Familial defective apolipoprotein B-100 — Familial defective apo B-100 is an autosomal dominant disorder that is associated with impaired binding of LDL particles to the apo B/E (LDL) receptor [37]. The defect is localized to the apo B-100 ligand on the LDL particle (mutation at residue 3500), not the apo B/E (LDL) receptor. The net effect is that the clearance of LDL is reduced and plasma levels increase by two- to threefold. The frequency of the apo B 3500 mutation among patients classified as FH heterozygotes is as high as 3 percent [38,39].

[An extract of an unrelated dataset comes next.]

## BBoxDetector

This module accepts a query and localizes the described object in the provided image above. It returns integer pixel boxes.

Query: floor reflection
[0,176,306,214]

Only a minority of people inheriting of APOB3500 express raised LDL-C to the same extent as those inheriting loss of function LDLR mutations. One study evaluated the frequency and clinical significance of the apolipoprotein B 3500 mutation in 9255 subjects from the general population, 948 patients with coronary heart disease, and 36 patients with FH [40]. The mutation was present in 0.08 percent of subjects in the general population in whom the mean serum cholesterol concentration was 100 mg/dL (2.6 mmol/L) higher than in those without the mutation. The increment in serum cholesterol above the general population was more pronounced in the patients with coronary heart disease (154 mg/dL [4.0 mmol/L]) and those with FH (172 mg/dL [4.5 mmol/L]). Heterozygotes for the mutation were more common in patients with CHD (odds ratio 7.0) and FH (odds ratio 78) compared with the general population.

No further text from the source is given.